Una storia scritta a colpi di scelte fuori dal coro. Dal "no" alle law firm (l'ultimo risale a circa un mese fa) alla creazione delle società prodotto. «Siamo attenti alle esigenze del mercato». E in futuro...
L'anniversario della fondazione di uno studio legale è spesso un utile appiglio per parlare di quell'organizzazione e dei suoi avvocati. Nel caso di Nctm, però, i vent'anni di attività dell'associazione fondata il primo gennaio del 2000 mentre in Italia si assisteva alla calata delle law firm internazionali (quindi a pensarci bene, di anni ormai ne sono praticamente passati ventuno) sono più che altro l'occasione per riflettere su come la professione legale sia cambiata nel corso di questo tempo e di quanta parte di questi cambiamenti siano stati rappresentati dalle strategie attuate dai professionisti di questo studio e dalla loro visione del mercato.

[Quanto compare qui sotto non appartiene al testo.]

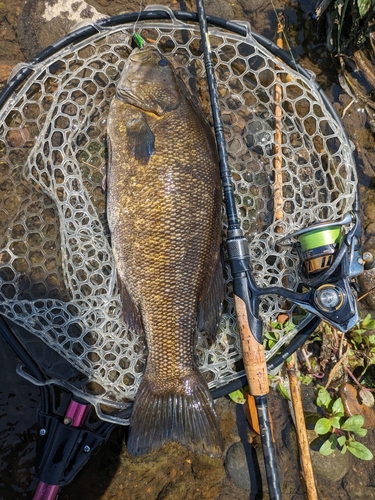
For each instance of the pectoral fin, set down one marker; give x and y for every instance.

Nctm è stato, fin dall'inizio, uno studio controcorrente? «Quando abbiamo costituito Nctm - racconta il senior partner, Paolo Montironi - siamo sicuramente andati controcorrente nella scelta di dar vita a una struttura indipendente quando, invece, tra il 1999 e il 2000, tanti facevano a gara per associarsi a studi anglosassoni». I fondatori di Nctm scelsero di dire "no, grazie" sia agli americani di Graham & James (i quali sono stati successivamente inglobati in Greenberg Traurig), sia agli inglesi di Ashurst. «Dei no, a dire il vero - racconta Montironi - abbiamo continuato a dirli anche in tempi recenti. Poco più di un mese fa, una grande realtà inglese ci ha proposto una integrazione totale (avrebbero inglobato tutta la squadra: oltre 250 professionisti, ndr). Ma ancora una volta abbiamo deciso di seguire la nostra strada».

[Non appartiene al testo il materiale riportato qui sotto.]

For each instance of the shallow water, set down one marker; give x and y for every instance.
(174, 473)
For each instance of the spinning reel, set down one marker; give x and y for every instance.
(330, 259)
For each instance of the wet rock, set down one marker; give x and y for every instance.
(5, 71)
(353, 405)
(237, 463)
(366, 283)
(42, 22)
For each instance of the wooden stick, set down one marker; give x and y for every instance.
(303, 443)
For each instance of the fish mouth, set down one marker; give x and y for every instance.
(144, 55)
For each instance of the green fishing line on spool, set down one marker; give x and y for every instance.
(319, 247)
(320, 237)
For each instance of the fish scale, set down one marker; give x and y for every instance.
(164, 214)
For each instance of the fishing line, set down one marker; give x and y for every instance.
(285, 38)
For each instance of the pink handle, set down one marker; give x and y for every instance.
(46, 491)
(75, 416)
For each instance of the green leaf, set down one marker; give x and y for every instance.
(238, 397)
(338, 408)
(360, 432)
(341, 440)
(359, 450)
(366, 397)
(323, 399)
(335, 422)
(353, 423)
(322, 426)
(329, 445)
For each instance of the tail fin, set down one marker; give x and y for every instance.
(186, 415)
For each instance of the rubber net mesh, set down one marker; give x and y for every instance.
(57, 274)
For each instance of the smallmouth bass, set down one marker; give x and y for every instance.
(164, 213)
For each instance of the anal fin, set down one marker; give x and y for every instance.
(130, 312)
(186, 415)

Ritornando a vent'anni fa, prosegue Montironi, «avevamo immaginato di creare uno studio indipendente italiano che potesse essere un recettore di referrals, mentre tanti si stavano accasando», sotto le insegne di operatori stranieri. «Un progetto che ha avuto un successo relativo, ma che ci è servito per creare Nctm» sottolinea l'avvocato. Che poi riprende: «La seconda volta in cui siamo andati controcorrente è, invece, stata quando abbiamo deciso di darci questo nome e sostituirlo a quello dei fondatori, immaginando che in questo modo sarebbe stato più facile integrare altri professionisti» eliminando le inevitabili discussioni sull'eventuale aggiunta di nomi in ditta ogni volta che c'era la possibilità di prendere un nuovo socio. «Questo è stato un percorso che abbiamo affrontato consapevoli di quanto ci sarebbe costato in termini di attenuazione della nostra personalità, a beneficio dell'organizzazione complessiva - si inserisce Alberto Toffoletto, cofondatore dello studio -. Questo, però, è ciò che ha rafforzato il marchio».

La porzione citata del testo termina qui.